I like many of the movies of the German director Volker Schlöndorff, whose first film I saw as a grad student a long time. It was called Young Törless and was an impressive adaptation of a book by Robert Musil, catching the sadness and confusion of adolescence and longing, and its attraction. Looking at his filmography, I realize now that what he’s really good at is movies that come from good books: The Tin Drum, for example, and Swann in Love, which I took to watching for inspiration and momentum when I mired down in the early part of Proust vol 1. It got me through to the end of that volume. As you can see, he’s got a very European sensibility.

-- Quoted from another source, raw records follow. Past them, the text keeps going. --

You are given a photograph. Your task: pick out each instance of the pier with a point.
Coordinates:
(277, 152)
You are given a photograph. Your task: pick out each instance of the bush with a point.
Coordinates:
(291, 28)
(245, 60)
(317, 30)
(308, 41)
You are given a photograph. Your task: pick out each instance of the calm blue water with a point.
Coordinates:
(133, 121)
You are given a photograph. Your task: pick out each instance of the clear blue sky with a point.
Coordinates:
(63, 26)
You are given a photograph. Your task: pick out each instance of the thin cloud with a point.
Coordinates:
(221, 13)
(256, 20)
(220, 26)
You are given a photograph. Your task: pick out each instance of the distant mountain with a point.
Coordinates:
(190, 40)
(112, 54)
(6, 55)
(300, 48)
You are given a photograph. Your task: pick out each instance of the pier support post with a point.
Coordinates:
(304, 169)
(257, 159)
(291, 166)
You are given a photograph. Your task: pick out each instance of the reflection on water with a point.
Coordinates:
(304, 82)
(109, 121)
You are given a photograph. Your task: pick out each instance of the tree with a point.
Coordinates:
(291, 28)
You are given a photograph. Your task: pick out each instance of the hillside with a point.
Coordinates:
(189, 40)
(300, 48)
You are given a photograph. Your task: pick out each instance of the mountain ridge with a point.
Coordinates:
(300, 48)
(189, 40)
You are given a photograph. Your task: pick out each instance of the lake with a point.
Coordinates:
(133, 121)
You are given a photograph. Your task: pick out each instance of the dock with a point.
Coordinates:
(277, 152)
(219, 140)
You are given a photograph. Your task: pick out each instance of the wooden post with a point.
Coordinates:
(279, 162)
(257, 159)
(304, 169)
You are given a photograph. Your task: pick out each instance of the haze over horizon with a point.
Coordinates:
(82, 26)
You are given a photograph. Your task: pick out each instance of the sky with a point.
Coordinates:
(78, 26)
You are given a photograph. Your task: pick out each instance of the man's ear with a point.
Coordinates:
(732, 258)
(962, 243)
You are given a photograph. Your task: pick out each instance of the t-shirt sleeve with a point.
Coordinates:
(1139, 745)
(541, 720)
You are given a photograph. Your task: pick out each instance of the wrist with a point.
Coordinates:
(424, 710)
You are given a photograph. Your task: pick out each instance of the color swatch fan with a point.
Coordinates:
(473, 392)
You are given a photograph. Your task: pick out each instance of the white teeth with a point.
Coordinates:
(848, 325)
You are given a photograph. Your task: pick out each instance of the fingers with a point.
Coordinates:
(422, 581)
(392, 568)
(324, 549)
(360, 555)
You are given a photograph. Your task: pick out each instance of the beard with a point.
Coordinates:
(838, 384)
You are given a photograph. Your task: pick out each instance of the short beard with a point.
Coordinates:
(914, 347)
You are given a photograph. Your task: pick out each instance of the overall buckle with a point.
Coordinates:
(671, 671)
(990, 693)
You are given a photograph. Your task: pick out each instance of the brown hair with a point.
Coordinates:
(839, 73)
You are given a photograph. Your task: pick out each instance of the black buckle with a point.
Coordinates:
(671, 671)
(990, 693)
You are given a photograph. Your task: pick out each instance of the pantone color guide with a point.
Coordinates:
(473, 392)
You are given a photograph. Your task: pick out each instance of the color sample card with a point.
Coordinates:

I mention this because the other night I rented Voyager, the English marketing name for a 1991 movie that in German was called Homo Faber, from a 1957 book of that title by Max Frisch. The movie stars an oh-so-young-and-beautiful Julie Delpy, with Sam Shepard as cold Mr Faber, and in a smaller role, Barbara Sukowa. It’s a strange and implausible story of coincidence and destiny, but it hangs together, ending in Athens in Greek tragedic fashion. I won’t give the ending away, which I knew in advance from the book.

It’s set in 1957 and beautifully filmed. The story is ultimately melodramatic, but it confronts what could be melodrama so flatly and matter-of-factly that it moves along like a fable and doesn’t make one question the plausibility, part fable but somehow real.

There are clashings of opposites in the movie, but the opposites clash interestingly with each other:

  • rationality vs. emotion
  • planning vs fate
  • Sam Shepard as technocratic cold America vs. Julie Delpy as cultured sophisticated Europe.
  • From a Henry James point of view you would think America would be young and innocent and Europe old and corrupt, but here Julie/Europe is young and Sam/America is old.

In their own way, they’re both innocent.

I note that Sam Shepard plays a frozen man so bluntly, unremittingly and convincingly that it’s hard to understand what Julie Delpy sees in him. But I’m not a woman.